【麻衣SIDE】




「一織、今日は張り込みなの……?」
 
「いや、今日は違う。 今日は潜入捜査」

 私の彼氏、一織(いおり)の職業は、刑事だ。 一織は刑事という仕事にとても誇りを持っている。

「潜入捜査……? なんの?」

 一織のお父さんも、元々刑事だった。一織はそんなお父さんの背中を見て、刑事を目指すことにしたそうだ。
 一織にとってお父さんは、今もヒーローなんだと思う。お父さんに憧れていたし、お父さんみたいな刑事になりたいって言っていた。
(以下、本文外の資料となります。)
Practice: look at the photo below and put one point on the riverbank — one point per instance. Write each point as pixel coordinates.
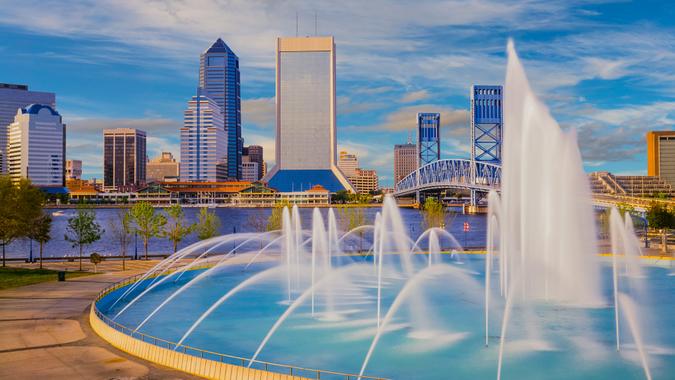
(44, 332)
(225, 206)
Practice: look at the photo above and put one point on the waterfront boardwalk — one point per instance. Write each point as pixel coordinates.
(45, 332)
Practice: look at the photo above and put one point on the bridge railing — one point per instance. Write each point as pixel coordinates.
(453, 173)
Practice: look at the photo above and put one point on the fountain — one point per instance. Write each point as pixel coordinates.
(540, 303)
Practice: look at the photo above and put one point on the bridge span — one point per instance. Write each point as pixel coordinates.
(461, 174)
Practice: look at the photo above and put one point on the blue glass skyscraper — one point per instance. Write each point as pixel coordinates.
(219, 81)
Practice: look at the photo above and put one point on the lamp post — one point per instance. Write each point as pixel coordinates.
(234, 242)
(135, 245)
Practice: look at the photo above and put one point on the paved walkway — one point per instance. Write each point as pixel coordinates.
(45, 333)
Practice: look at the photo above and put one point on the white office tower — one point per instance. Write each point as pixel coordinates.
(203, 142)
(13, 97)
(306, 145)
(36, 146)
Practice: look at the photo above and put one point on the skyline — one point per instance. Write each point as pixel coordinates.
(595, 65)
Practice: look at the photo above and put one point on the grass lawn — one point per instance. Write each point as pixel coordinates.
(13, 277)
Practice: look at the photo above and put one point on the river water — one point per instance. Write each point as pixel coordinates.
(232, 220)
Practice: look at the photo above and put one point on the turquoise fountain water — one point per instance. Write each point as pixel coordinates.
(540, 304)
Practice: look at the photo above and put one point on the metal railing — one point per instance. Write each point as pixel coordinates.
(216, 356)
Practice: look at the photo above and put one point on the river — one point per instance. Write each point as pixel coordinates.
(232, 219)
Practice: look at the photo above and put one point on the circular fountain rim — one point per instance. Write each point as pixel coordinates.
(154, 349)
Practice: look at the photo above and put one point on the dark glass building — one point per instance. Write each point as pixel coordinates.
(219, 80)
(124, 159)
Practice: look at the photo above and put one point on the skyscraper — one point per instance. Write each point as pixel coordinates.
(219, 80)
(661, 155)
(12, 98)
(124, 159)
(306, 149)
(73, 169)
(428, 138)
(249, 170)
(486, 124)
(364, 181)
(203, 142)
(255, 155)
(162, 167)
(405, 160)
(36, 148)
(348, 163)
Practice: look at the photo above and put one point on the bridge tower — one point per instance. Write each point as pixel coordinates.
(428, 138)
(486, 128)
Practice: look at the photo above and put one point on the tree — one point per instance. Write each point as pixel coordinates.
(351, 218)
(275, 220)
(121, 231)
(95, 259)
(146, 222)
(433, 213)
(41, 231)
(208, 224)
(83, 229)
(20, 206)
(257, 222)
(660, 217)
(177, 228)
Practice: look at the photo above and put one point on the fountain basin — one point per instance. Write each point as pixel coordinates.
(574, 342)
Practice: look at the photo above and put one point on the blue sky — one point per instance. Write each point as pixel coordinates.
(605, 68)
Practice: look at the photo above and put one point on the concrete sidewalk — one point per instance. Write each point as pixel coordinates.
(45, 333)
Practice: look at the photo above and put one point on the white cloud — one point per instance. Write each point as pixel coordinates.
(259, 111)
(415, 96)
(405, 118)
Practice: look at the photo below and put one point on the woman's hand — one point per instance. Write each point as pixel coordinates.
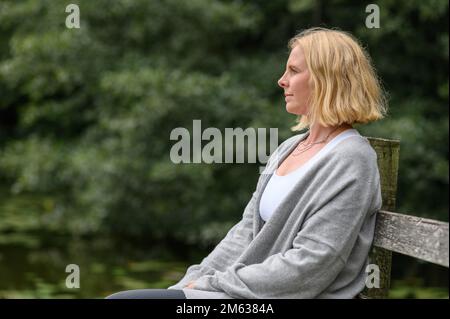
(190, 285)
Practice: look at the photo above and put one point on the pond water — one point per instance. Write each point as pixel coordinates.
(33, 259)
(34, 266)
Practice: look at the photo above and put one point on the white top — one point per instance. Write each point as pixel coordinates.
(279, 186)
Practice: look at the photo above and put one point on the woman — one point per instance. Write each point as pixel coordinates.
(308, 228)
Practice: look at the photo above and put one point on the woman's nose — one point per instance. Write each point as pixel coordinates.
(282, 82)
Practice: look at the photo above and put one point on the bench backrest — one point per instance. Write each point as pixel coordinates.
(418, 237)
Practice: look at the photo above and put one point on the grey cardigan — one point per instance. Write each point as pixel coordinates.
(316, 243)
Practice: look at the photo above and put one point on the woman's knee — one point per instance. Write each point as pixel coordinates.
(149, 294)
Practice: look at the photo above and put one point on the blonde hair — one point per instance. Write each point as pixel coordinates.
(345, 87)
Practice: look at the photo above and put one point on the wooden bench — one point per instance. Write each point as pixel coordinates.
(418, 237)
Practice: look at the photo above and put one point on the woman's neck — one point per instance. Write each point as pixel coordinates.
(318, 132)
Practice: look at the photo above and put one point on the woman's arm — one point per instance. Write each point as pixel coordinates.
(227, 251)
(321, 248)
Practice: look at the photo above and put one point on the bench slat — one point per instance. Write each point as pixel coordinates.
(417, 237)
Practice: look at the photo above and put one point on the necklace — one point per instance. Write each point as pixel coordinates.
(301, 148)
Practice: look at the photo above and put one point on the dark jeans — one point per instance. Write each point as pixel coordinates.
(149, 294)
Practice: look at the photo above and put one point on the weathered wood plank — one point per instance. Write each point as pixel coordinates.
(387, 159)
(422, 238)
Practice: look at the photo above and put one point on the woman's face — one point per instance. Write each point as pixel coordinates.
(295, 83)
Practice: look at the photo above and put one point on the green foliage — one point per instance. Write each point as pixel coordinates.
(86, 114)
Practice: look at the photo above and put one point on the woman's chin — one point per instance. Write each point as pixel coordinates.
(291, 109)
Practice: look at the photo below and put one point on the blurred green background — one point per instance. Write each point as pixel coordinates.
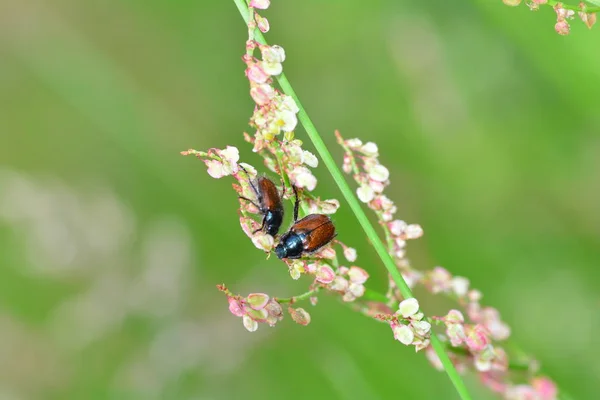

「麻薬組織だよ。 マトリと協力することになったんだ」

「……そうなんだ」

 麻薬組織なんて危ないし、本当は辞めてほしいと思っている。 でも一織にとって、それが仕事なら仕方ないと思う。

「麻薬組織の密売人が、別の暴行事件で逮捕されててさ。そいつらから、密売人の話を聞いたんだ」

「麻薬の密売人?」

「ああ。その密売人が、今週組織と取引するという情報が上がってきてな。それでマトリと協力して、密売人を逮捕するのに潜入捜査をすることになったって訳だ」

 麻薬取引の密売人を逮捕するために……。すごいな、一織は。
 やっぱり一織は、カッコイイな……。私の彼氏でよかった。